What should the Ontario government be doing to address the lowrise housing affordability and supply issue in the Greater Toronto and Hamilton Area?
We asked Tim Hudak, CEO of the Ontario Real Estate Association, and former Ontario MPP and leader of the provincial PC party.
Fix the ‘one size fits all’ Growth Plan
Ontario’s proposed amendments to the Growth Plan represent a paradigm shift in how our communities will evolve. The provincial decision to apply a “one-size fits all” approach to growth will impose Toronto-style intensification to more than 100 municipalities. Instead of a blanket provincial preference for high density, give municipalities more flexibility and create more choice in homes for growing families and empty nesters, such as family homes and townhomes.

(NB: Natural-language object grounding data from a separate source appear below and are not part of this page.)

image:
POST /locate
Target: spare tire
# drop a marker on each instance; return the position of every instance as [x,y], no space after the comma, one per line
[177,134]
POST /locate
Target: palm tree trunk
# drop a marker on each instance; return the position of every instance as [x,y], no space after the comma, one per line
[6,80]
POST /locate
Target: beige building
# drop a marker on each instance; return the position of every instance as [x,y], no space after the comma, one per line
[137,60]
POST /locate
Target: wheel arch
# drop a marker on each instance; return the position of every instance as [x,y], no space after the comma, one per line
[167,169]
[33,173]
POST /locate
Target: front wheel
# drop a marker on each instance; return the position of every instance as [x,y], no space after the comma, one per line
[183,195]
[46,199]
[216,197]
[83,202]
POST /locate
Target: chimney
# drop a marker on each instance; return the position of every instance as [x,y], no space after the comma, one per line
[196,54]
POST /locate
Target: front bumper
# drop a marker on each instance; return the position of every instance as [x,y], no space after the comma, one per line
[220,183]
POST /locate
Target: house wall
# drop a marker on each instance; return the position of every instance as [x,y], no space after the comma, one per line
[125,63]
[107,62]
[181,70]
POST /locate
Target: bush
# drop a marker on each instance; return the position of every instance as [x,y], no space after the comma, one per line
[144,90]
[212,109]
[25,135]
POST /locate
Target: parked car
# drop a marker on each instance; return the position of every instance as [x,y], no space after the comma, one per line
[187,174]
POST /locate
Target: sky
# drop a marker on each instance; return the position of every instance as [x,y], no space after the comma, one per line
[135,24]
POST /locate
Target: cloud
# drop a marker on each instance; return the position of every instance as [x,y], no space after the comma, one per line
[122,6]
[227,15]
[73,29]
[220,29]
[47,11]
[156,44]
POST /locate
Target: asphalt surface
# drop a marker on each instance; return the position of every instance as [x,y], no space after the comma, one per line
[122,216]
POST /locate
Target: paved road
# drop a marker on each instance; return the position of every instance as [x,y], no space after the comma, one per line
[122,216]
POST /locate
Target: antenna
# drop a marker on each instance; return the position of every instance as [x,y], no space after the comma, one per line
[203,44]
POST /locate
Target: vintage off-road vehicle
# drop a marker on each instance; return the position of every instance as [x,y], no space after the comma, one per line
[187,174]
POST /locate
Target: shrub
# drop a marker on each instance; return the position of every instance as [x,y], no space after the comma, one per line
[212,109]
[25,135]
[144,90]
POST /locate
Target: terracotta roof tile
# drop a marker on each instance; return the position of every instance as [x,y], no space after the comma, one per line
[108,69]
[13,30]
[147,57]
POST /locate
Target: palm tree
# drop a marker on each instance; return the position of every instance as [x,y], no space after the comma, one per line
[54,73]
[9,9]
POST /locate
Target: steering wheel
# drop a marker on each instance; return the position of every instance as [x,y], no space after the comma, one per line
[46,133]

Improve the planning approvals process
It can take up to 10 years to go through the government approvals process before we build the housing supply needed for our growing population. These unnecessary delays stall housing construction, leaving less housing supply available for people, while contributing to escalating prices. With better alignment of municipal and provincial housing priorities, including requiring updated zoning around transit corridors, we can get new homes to the market quickly in exactly the places where we want them.
Address the ‘missing middle’ of housing supply
Homebuyers increasingly face the choice of living in a highrise condo or single-family home community. But there is huge opportunity to modernize outdated zoning laws to build the “missing middle” of housing supply in existing communities that are connected to transit and closer to jobs. This includes innovative solutions such as laneway housing and multi-unit homes such as townhouses, stacked flats or midrise buildings. These are affordable and attractive options for Millennials or empty nesters, who would then put their family home onto the market.

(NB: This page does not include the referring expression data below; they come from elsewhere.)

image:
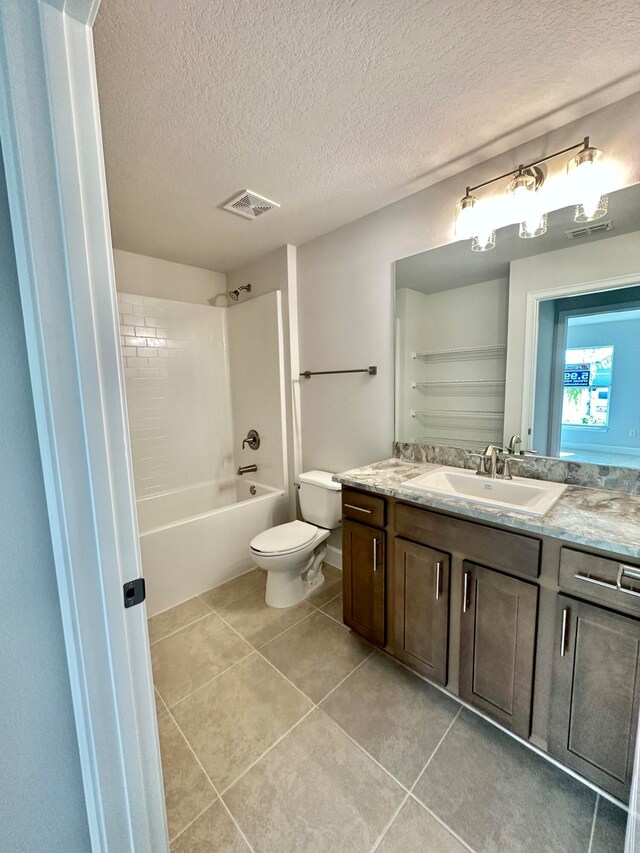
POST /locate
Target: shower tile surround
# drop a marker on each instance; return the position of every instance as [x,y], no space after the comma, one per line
[535,467]
[265,757]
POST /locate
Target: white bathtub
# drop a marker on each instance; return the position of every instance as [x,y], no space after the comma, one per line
[196,538]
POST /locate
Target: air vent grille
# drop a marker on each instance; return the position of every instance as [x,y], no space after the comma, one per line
[589,230]
[250,205]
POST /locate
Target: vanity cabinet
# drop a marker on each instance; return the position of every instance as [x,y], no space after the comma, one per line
[364,580]
[595,693]
[497,645]
[421,580]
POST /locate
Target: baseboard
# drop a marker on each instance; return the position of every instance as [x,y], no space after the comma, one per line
[334,556]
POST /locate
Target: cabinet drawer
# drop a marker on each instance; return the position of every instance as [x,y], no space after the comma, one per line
[613,582]
[512,552]
[367,509]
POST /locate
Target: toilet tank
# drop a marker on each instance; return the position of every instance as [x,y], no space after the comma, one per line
[320,502]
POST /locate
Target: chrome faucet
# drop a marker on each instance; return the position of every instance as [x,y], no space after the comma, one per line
[247,469]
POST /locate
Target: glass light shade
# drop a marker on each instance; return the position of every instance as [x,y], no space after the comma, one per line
[592,208]
[533,226]
[466,218]
[587,176]
[484,242]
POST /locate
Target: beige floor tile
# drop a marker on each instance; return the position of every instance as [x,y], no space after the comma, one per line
[212,832]
[609,829]
[187,791]
[416,831]
[175,618]
[234,719]
[257,622]
[398,718]
[314,792]
[160,706]
[316,654]
[192,656]
[334,609]
[232,590]
[331,587]
[497,795]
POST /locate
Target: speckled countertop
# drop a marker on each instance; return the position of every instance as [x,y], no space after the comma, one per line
[596,518]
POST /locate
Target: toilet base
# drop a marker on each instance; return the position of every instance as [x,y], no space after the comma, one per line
[288,588]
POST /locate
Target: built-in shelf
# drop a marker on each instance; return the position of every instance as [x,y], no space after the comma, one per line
[462,353]
[471,387]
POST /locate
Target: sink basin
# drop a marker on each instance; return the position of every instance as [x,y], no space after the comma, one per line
[532,497]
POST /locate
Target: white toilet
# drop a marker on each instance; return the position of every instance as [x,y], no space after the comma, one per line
[293,553]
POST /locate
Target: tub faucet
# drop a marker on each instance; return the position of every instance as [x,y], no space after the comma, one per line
[247,469]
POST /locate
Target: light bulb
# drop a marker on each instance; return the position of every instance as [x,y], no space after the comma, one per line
[588,183]
[533,226]
[466,217]
[484,241]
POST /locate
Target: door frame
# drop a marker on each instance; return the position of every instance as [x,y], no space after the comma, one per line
[53,159]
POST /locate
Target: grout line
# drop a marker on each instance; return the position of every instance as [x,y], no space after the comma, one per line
[439,744]
[260,757]
[593,823]
[181,628]
[442,823]
[206,683]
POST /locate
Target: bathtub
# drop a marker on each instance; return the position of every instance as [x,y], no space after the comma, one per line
[195,538]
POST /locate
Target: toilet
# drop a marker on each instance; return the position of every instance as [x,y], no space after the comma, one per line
[292,553]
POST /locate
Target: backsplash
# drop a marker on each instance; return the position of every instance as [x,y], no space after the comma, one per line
[535,467]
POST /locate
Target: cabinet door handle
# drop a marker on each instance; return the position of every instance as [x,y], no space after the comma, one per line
[438,570]
[563,632]
[465,593]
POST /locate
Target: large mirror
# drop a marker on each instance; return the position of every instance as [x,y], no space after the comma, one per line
[538,338]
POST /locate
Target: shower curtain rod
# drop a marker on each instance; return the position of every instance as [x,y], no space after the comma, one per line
[372,370]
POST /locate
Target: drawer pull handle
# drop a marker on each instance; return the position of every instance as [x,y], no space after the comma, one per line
[358,508]
[438,570]
[563,632]
[623,572]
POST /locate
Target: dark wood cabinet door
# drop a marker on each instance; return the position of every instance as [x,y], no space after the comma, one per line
[364,570]
[595,693]
[421,605]
[497,645]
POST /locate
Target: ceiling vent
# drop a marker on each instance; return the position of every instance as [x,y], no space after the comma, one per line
[589,230]
[250,205]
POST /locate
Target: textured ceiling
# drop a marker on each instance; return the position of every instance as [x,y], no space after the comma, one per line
[333,108]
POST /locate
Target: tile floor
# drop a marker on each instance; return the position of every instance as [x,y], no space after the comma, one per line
[281,732]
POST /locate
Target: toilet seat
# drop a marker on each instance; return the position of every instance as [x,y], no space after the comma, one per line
[284,538]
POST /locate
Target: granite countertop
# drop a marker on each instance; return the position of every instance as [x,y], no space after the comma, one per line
[596,518]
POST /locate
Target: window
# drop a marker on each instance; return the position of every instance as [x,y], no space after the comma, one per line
[587,387]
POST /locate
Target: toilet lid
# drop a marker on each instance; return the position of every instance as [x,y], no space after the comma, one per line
[284,538]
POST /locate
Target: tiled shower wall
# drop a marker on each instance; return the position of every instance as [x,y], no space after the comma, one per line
[178,392]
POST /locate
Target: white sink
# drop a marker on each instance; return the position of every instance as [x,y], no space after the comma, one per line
[532,497]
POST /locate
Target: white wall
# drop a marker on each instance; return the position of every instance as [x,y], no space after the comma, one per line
[42,804]
[593,262]
[464,317]
[154,277]
[178,394]
[277,271]
[256,358]
[345,292]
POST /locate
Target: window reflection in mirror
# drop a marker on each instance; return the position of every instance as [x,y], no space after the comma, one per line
[537,337]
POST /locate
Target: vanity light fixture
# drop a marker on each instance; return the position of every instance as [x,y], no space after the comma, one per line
[587,184]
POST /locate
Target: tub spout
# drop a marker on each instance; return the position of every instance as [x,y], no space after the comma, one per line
[247,469]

Target infrastructure to support new housing supply
We already have plans for where all the new housing in the GTHA will be located up to 2031, but those designated growth areas don’t become homes until we can obtain local planning approvals and connect to water, sewers and storm water management services. Builders cannot turn over the keys to a new-home owner if you can’t flush the toilet or get your car to the driveway. The province should support new housing supply with targeted infrastructure investments.
Reduce the Toronto Land Transfer Tax
According to C.D. Howe, the Toronto LTT negatively affects housing supply because it incents potential home sellers to stay rather than list their property for sale. Instead of paying tens of thousands of dollars to move to a larger home, or downsize as an empty nester, Toronto homeowners are simply choosing to renovate or stay put. That means fewer starter homes come onto the market for young couples.